I have a data frame that looks something like this:
ID | Month | P1 | P2 | ... | Sales |
---|---|---|---|---|---|
1 | Jan | 2 | 0 | ... | 2 |
1 | Feb | 3 | 1 | ... | 0 |
1 | Mar | 3 | 0 | ... | 0 |
2 | Jan | 19 | 1 | ... | 20 |
2 | Feb | 8 | 0 | ... | 0 |
2 | Mar | 12 | 0 | ... | 1 |
I want to create another dataframe that will count monthly IDs where Sales and other column (P1,P2, ...Pn) both are greater than 0
For eg. In the above dataframe in Jan there were 2 Ids 1 and 2 which had P1>0 and Sales >0 In Feb there are 0 Ids which had P1>0 & Sales>0 (P1 is greater than 0 for both IDs but Sales is 0) In Mar there is 1 Id 2 which had P1>0 & Sales>0
I want to see result something like this:
Month | P1 | P2 | ... |
---|---|---|---|
Jan | 2 | 1 | ... |
Feb | 0 | 0 | ... |
March | 1 | 0 | ... |
I was thinking of creating a dataframe for P1,P2,... Pn using a for loop that counts a number of instances. But this will be a time-consuming process.

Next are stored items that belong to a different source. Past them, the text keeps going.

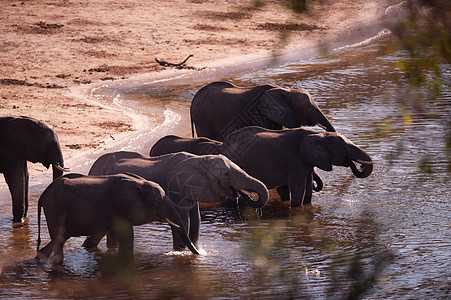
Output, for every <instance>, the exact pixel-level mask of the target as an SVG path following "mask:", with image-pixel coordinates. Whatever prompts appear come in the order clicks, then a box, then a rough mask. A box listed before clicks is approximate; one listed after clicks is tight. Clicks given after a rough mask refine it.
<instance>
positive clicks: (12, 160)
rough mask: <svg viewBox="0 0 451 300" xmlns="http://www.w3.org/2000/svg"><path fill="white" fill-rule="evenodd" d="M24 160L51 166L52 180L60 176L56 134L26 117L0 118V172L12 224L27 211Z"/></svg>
mask: <svg viewBox="0 0 451 300" xmlns="http://www.w3.org/2000/svg"><path fill="white" fill-rule="evenodd" d="M27 161H30V162H32V163H37V162H40V163H42V164H43V165H44V166H45V167H46V168H49V167H50V165H52V166H53V179H56V178H58V177H59V176H61V175H63V171H68V170H67V169H64V160H63V154H62V153H61V148H60V144H59V141H58V137H57V135H56V133H55V132H54V131H53V130H52V129H51V128H50V127H49V126H48V125H46V124H45V123H43V122H41V121H38V120H35V119H32V118H29V117H0V173H3V175H4V176H5V181H6V183H7V184H8V187H9V190H10V192H11V197H12V202H13V222H21V221H22V218H23V217H25V216H26V215H27V210H28V168H27Z"/></svg>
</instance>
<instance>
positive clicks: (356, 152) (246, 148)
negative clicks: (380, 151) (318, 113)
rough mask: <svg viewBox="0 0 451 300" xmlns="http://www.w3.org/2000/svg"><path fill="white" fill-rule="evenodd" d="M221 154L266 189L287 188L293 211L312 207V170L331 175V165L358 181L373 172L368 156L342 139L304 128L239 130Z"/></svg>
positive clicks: (331, 166)
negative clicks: (308, 203)
mask: <svg viewBox="0 0 451 300" xmlns="http://www.w3.org/2000/svg"><path fill="white" fill-rule="evenodd" d="M221 153H223V154H224V155H226V156H227V157H229V158H230V159H231V160H232V161H234V162H236V163H237V164H238V165H239V166H241V168H242V169H243V170H245V171H246V172H248V173H249V174H250V175H251V176H254V177H255V178H258V179H260V180H261V181H262V182H263V183H264V184H265V185H266V186H267V187H268V188H273V187H278V186H283V185H288V189H289V194H290V200H291V206H293V207H294V206H299V205H302V204H308V203H311V199H312V174H313V167H318V168H320V169H321V170H324V171H332V166H333V165H334V166H343V167H350V168H351V170H352V173H353V174H354V175H355V176H356V177H359V178H365V177H368V176H369V175H370V174H371V172H372V170H373V162H372V160H371V158H370V156H369V155H368V154H367V153H366V152H365V151H364V150H363V149H361V148H359V147H357V146H356V145H354V144H353V143H352V142H351V141H350V140H348V139H347V138H346V137H344V136H343V135H341V134H339V133H337V132H324V131H316V130H311V129H306V128H296V129H282V130H269V129H265V128H261V127H257V126H250V127H246V128H242V129H240V130H238V131H236V132H234V133H232V134H230V135H229V136H228V137H227V138H226V139H225V140H224V143H223V149H222V151H221ZM354 162H358V163H360V164H361V165H362V166H363V169H361V170H359V169H358V168H357V167H356V166H355V164H354Z"/></svg>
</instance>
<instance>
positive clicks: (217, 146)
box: [149, 135, 324, 200]
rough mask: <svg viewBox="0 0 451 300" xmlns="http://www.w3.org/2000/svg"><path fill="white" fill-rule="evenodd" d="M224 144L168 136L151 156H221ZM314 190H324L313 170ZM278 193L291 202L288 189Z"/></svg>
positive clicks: (159, 143) (312, 171) (162, 141)
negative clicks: (181, 153)
mask: <svg viewBox="0 0 451 300" xmlns="http://www.w3.org/2000/svg"><path fill="white" fill-rule="evenodd" d="M222 145H223V143H222V142H218V141H215V140H212V139H209V138H205V137H199V138H182V137H179V136H175V135H167V136H165V137H162V138H161V139H159V140H158V141H157V142H156V143H155V144H154V145H153V146H152V149H150V153H149V156H159V155H164V154H169V153H177V152H181V151H185V152H189V153H192V154H196V155H206V154H221V151H222ZM312 172H313V174H312V175H313V182H315V185H313V190H314V191H316V192H319V191H321V190H322V189H323V186H324V184H323V180H322V179H321V176H319V174H318V173H317V172H316V171H315V170H313V171H312ZM278 192H279V194H280V196H281V198H282V199H284V200H289V199H290V196H289V194H288V191H287V188H286V187H284V186H282V187H278Z"/></svg>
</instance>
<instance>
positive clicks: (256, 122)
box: [191, 82, 335, 141]
mask: <svg viewBox="0 0 451 300" xmlns="http://www.w3.org/2000/svg"><path fill="white" fill-rule="evenodd" d="M303 125H308V126H315V125H318V126H320V127H323V128H324V129H326V130H327V131H331V132H334V131H335V129H334V127H333V126H332V124H331V123H330V122H329V120H328V119H327V117H326V116H325V115H324V114H323V112H322V111H321V109H320V108H319V107H318V105H317V104H316V103H315V101H313V99H312V97H311V96H310V94H309V92H307V91H305V90H288V89H283V88H280V87H276V86H273V85H260V86H255V87H251V88H244V87H238V86H236V85H233V84H231V83H228V82H213V83H210V84H208V85H206V86H204V87H203V88H201V89H200V90H199V91H198V92H197V93H196V95H194V98H193V101H192V103H191V127H192V134H193V137H194V126H195V128H196V132H197V136H198V137H207V138H210V139H213V140H217V141H223V140H224V139H225V138H226V137H227V136H228V135H229V134H230V133H232V132H234V131H236V130H238V129H240V128H243V127H246V126H260V127H263V128H268V129H275V130H276V129H282V128H283V127H287V128H295V127H300V126H303Z"/></svg>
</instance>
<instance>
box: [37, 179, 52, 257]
mask: <svg viewBox="0 0 451 300" xmlns="http://www.w3.org/2000/svg"><path fill="white" fill-rule="evenodd" d="M48 190H49V187H47V188H46V189H45V191H44V192H43V193H42V194H41V197H39V200H38V242H37V246H36V251H37V252H38V253H39V247H40V246H41V210H42V201H44V197H45V195H46V194H47V191H48Z"/></svg>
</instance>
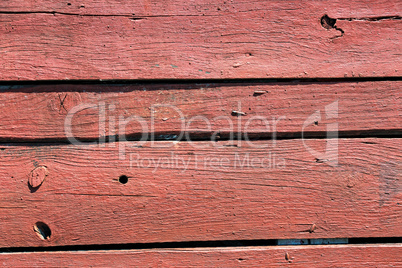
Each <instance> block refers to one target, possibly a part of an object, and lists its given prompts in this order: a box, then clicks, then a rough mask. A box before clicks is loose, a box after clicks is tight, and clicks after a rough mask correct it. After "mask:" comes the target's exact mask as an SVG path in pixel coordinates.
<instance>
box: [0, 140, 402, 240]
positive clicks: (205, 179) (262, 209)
mask: <svg viewBox="0 0 402 268" xmlns="http://www.w3.org/2000/svg"><path fill="white" fill-rule="evenodd" d="M305 142H306V144H305V145H306V146H309V147H310V148H311V149H314V150H317V151H324V150H325V147H326V144H327V143H328V142H329V141H328V140H325V139H323V140H307V141H305ZM305 145H303V142H302V140H297V139H296V140H279V141H277V142H276V144H275V143H272V142H271V141H254V142H253V146H252V145H250V144H247V143H245V142H244V141H242V142H241V143H239V144H237V143H235V144H232V142H231V141H226V142H216V143H213V142H196V143H193V144H192V143H189V142H155V143H154V144H151V143H147V144H143V145H142V146H138V144H137V143H136V142H127V143H117V144H116V143H110V144H103V145H101V146H99V145H90V146H72V145H58V146H57V145H50V146H41V145H39V144H38V145H33V146H29V145H28V146H25V145H18V146H11V145H10V146H1V148H0V157H1V159H2V165H0V174H2V182H1V184H2V187H1V188H0V196H1V199H0V222H1V228H2V230H6V231H3V232H0V246H1V247H10V246H15V247H22V246H24V247H27V246H30V247H34V246H59V245H85V244H119V243H143V242H170V241H209V240H251V239H286V238H303V239H307V238H345V237H346V238H347V237H349V238H350V237H398V236H401V235H402V233H401V231H402V225H401V221H400V219H401V217H402V208H401V202H400V200H401V183H400V178H401V170H402V167H401V163H402V154H401V150H400V147H401V139H397V138H394V139H375V138H367V139H340V140H339V164H338V166H331V165H329V164H330V162H329V160H331V159H329V158H328V159H317V158H316V157H315V156H314V155H312V154H310V152H309V151H308V149H307V147H305ZM122 146H125V148H124V150H125V153H126V154H125V158H122V155H119V150H120V152H122ZM202 146H203V147H202ZM256 146H259V148H256ZM335 153H336V149H335V148H331V147H330V148H329V152H328V155H329V156H331V155H334V154H335ZM158 161H159V162H158ZM38 168H42V169H43V168H46V171H47V173H46V177H43V178H40V179H43V183H42V185H41V186H40V187H39V188H37V189H31V188H29V187H28V178H29V175H30V174H31V172H32V171H33V170H36V169H38ZM41 174H43V176H45V173H41ZM121 175H126V176H127V177H128V182H127V183H126V184H122V183H119V181H118V180H119V176H121ZM36 222H43V223H45V224H47V225H48V226H49V228H50V230H51V232H52V233H51V237H50V239H47V240H42V239H40V237H39V236H38V235H37V233H35V232H34V229H33V226H34V224H35V223H36ZM313 224H314V225H315V228H314V230H313V232H311V231H310V230H311V228H312V226H313Z"/></svg>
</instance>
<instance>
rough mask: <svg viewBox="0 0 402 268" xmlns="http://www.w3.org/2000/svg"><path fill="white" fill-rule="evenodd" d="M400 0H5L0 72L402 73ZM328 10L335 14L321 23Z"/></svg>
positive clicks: (204, 74) (61, 72) (50, 72)
mask: <svg viewBox="0 0 402 268" xmlns="http://www.w3.org/2000/svg"><path fill="white" fill-rule="evenodd" d="M401 10H402V7H401V3H400V1H382V0H381V1H380V0H378V1H361V0H354V1H348V3H347V4H345V1H339V0H336V1H334V0H331V1H329V0H325V1H303V2H301V1H296V0H292V1H280V0H275V1H268V0H264V1H254V2H250V1H236V2H232V1H222V0H221V1H211V0H202V1H197V2H194V1H190V2H189V1H182V0H180V1H167V2H165V1H163V2H160V1H159V2H158V1H145V0H142V1H135V3H133V2H132V1H126V2H125V3H121V2H120V1H89V2H87V1H86V2H85V4H83V3H81V2H78V1H70V2H68V1H28V2H27V1H22V0H20V1H1V3H0V25H1V27H0V36H1V37H2V38H1V41H0V55H1V56H0V66H2V71H1V73H0V80H60V79H62V80H65V79H86V80H93V79H177V78H179V79H194V78H202V79H203V78H207V79H210V78H295V77H304V78H306V77H307V78H312V77H313V78H314V77H385V76H387V77H393V76H401V72H400V69H401V68H400V67H401V65H402V61H401V57H400V52H401V50H400V43H401V36H402V33H401V29H402V28H401V27H400V25H401V24H400V23H401V22H400V15H401ZM325 14H328V16H329V17H330V18H332V19H336V20H337V21H336V23H335V25H333V23H332V24H331V23H329V24H328V23H325V22H324V23H323V25H322V24H321V18H322V17H323V16H324V15H325Z"/></svg>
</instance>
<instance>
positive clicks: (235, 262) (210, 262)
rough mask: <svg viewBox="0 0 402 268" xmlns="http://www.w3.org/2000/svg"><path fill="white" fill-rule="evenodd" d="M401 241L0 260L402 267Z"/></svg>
mask: <svg viewBox="0 0 402 268" xmlns="http://www.w3.org/2000/svg"><path fill="white" fill-rule="evenodd" d="M401 254H402V247H401V244H389V245H387V244H380V245H338V246H287V247H284V246H281V247H238V248H197V249H191V248H189V249H149V250H119V251H75V252H73V251H66V252H36V253H2V254H0V262H1V263H2V264H3V265H4V266H8V267H10V266H34V267H49V266H58V267H60V266H63V267H64V266H73V267H77V266H91V267H112V266H113V267H116V266H119V267H120V266H124V267H127V266H130V267H156V266H157V267H267V266H269V267H288V266H289V267H290V266H292V267H294V266H297V267H299V266H302V267H306V266H309V267H311V266H314V267H364V268H365V267H400V266H401V265H402V262H401V258H400V257H398V256H401Z"/></svg>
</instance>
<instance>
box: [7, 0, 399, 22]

Can you please suggest me an alternative solution?
CodePudding user response:
Use a custom aggregation with groupby.agg
:
out = (df.filter(like='P').where(df['Sales'].gt(0)).gt(0)
.groupby(df['Month'], sort=False).sum()
.reset_index()
)
Or from an explicit list of columns:
cols = ['P1', 'P2']
out = (df[cols].where(df['Sales'].gt(0)).gt(0)
.groupby(df['Month'], sort=False).sum()
.reset_index()
)
Output:
Month P1 P2
0 Jan 2 1
1 Feb 0 0
2 Mar 1 0
CodePudding user response:
def fct(d):
return d.groupby("ID")[["P1", "P2"]].agg(lambda x: ((x > 0) & (d["Sales"] > 0)).any()).apply(sum)
result = d.groupby("Month").apply(fct)
CodePudding user response:
Another option is to specify/denote the conditions explicitly:
pd.DataFrame({'Month': df.Month, 'P1': df.P1 * df.Sales > 0, 'P2': df.P2 * df.Sales > 0})\
.groupby('Month', as_index=False, sort=False).sum()
Month P1 P2
0 Jan 2 1
1 Feb 0 0
2 Mar 1 0